I've been trying to think of a less harsh way to put it, but every time I see an ostensible expert say that Mr Bennet and Darcy have the same social position and the only difference between them is that Darcy has more money, it's like ... um, either this person doesn't know what they're talking about or assumes their audience is so unsophisticated and ignorant that they can't handle the slightest degree of nuance.
Yes, it's obvious why this always comes up with P&P specifically, and explaining all the many differences and gradations in socioeconomic hierarchies between then and now is a steep task and not always necessary or useful. But Darcy and Mr Bennet are both untitled hereditary landowners. This means they have the same rank, yes—the technicality Elizabeth uses with Lady Catherine—but it also means that their status, incomes, reach of influence, and general consequence in their world are going to be primarily based on their inherited land, not that all these things except income would be functionally identical in their social world.
Awhile ago, I quoted a fairly concise description of England's class system at the time by the historian Dorothy Marshall, made decades ago, but—unusually—managing to convey some of the RL complexity around social position without belaboring the point too much. One of the most critical points she makes is this:
In spite of the number of people who got their living from manufacture or trade, fundamentally it was a society in which the ownership of land alone conveyed social prestige and full political rights.
The difference between someone like Mr Bennet and someone like Darcy in terms of socioeconomic power and status (often termed "consequence" at the time) is inevitably going to be more about hereditary land ownership than any other factor, including incomes and connections. Their incomes provide important information about the scale and value of the land they own, but wealth alone only tells a portion of the story here.
It's really, really clear in the novel that Mr. Bennet and Mr. Darcy are on different levels. I cannot understand why someone would even try to smooth over that nuance.

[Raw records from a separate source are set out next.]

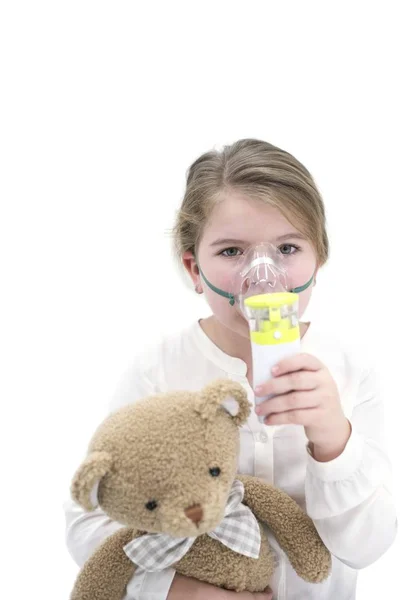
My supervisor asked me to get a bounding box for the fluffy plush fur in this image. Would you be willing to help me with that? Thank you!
[71,380,331,600]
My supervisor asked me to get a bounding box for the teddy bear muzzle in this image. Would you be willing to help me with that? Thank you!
[184,504,204,525]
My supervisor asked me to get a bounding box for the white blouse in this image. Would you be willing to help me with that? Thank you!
[64,322,397,600]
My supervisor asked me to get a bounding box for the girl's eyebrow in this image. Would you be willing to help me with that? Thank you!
[276,231,306,242]
[210,238,247,246]
[210,231,306,246]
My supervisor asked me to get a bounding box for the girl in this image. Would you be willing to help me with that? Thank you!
[66,139,397,600]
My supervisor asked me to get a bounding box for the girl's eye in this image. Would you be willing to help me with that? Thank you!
[279,244,300,255]
[220,248,241,258]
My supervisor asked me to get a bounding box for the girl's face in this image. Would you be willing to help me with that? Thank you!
[183,192,318,337]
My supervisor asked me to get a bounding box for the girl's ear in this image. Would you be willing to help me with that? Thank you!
[197,379,251,427]
[71,452,113,511]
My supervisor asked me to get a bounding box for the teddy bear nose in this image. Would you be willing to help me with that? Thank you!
[185,504,203,525]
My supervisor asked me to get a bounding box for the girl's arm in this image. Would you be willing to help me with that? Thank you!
[305,370,397,569]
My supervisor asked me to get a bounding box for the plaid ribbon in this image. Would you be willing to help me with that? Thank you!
[124,480,261,571]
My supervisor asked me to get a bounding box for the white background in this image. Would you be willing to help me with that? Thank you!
[0,0,400,600]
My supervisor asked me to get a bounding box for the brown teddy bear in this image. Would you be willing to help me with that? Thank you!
[71,380,331,600]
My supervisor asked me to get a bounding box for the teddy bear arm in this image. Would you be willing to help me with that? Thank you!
[237,475,331,582]
[70,527,137,600]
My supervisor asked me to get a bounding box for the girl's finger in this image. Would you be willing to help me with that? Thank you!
[255,391,320,415]
[272,353,324,376]
[254,371,319,398]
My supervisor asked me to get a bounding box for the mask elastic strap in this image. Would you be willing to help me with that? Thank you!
[291,275,314,294]
[197,265,235,306]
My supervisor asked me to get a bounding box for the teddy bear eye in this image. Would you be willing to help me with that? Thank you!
[210,467,221,477]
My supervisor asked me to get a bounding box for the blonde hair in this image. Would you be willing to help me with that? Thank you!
[173,139,329,266]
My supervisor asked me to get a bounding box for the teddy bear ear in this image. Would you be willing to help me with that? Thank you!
[198,379,251,427]
[71,452,113,511]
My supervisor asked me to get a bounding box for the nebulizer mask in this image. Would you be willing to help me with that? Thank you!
[199,243,314,423]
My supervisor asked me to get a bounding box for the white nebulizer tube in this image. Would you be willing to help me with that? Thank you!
[244,292,301,423]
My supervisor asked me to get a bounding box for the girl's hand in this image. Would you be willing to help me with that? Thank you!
[255,354,351,462]
[167,573,272,600]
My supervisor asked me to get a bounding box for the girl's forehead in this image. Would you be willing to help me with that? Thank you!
[203,195,298,243]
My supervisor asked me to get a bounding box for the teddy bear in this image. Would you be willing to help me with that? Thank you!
[71,380,331,600]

This is excellent clarification! Also remember that Darcy’s aunt is a lady. She’s a lady by marriage but that connection to a title alone elevates him in the hierarchy of the time.
Thanks!
Just to be clear, Lady Catherine is a lady by birth, not marriage, like her sister, Lady Anne Darcy—Darcy's own mother. Lady Catherine's title would be Lady de Bourgh if it came from her husband, Sir Lewis de Bourgh. Her own status, however, supersedes any title a mere knight or baronet could give her—Lady Catherine and Lady Anne were the daughters of an earl, a high-ranking nobleman.
This certainly affects Darcy's social status, though I think it's sometimes a bit overstated in terms of where Darcy's prestige comes from. A lot of his status comes from the scale of inherited land the Darcys control and the power it represents (we are told that basically his entire income is generated by Pemberley, not a smaller genteel estate + a separate inheritance, as we see with more typical wealthy gentry in other novels). Darcy isn't literally a nobleman, but Pemberley is aristocratic in scale and the Darcys are the kind of family who would have close blood relatives in the higher echelons of the nobility, as he does.
That's really unusual for an Austen hero, or really any Austen character who's portrayed at all favorably. The very powerful landowners and those with close associations or alignments with them tend not to come out looking good in her work, but P&P is so central to so much of the general sense of what Austen is doing as a writer that I think it's easy to overlook how much of Austen's relatively sympathetic depiction of Darcy is unique to him personally.